I sorta liked this episode. You more than likely won’t roll on the floor or even laugh out loud. Even so, it’s a generally entertaining episode and has the occasional cute line. There’s nothing that really jumps out at you, not the animation, story or the jokes. The series hasn’t really decided what it is at this point, but the definitions of the characters are getting tighter. It’s worth your time to watch if only to see how much things have changed.

Like most episodes in the first season, this one starts with a cold open (a short opening sequence before the credits that usually connects to the plot). Fry & Leela are standing on the bridge of the Planet Express ship watching stars and planets glide by. They are discussing how the view puts things in perspective when a seemingly distant planet splats against the windshield and Leela washes it away with the windshield wipers.

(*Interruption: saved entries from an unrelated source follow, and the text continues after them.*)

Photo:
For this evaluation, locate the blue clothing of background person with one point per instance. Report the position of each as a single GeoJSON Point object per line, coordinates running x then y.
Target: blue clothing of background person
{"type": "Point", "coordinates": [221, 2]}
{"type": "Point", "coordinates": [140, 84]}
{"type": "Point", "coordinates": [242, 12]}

The staff is at the ballpark taking in a game of Blernsball, the future incarnation of baseball. It strikes me as being rather like a mix of baseball, pinball and paddle ball with some video game nuances thrown in. Conversation turns to the great players of the game. Bender’s robot choices are dismissed and he spouts off about the servile role and lack of respect robots get as a whole. Hermes interrupts to call them back to the office for a delivery to Chapek 9, a planet of human-hating robots. Bender must be the delivery boy and is not happy considering their earlier tiff. He tries to use a robot holiday, Robanukah, as an out, but he’s used up all his time off. He grudgingly agrees, but vows to hold it against them all. As he is lowered to the planets’ surface, Bender is still grumbling about how he’s nothing but a slave. Fry and Leela deck the halls for Robanukah to show him their friendship while he’s gone. They receive a transmission from Bender, calling for help because the robots have discovered he works with humans. It ends with Bender being dragged away into the shadows.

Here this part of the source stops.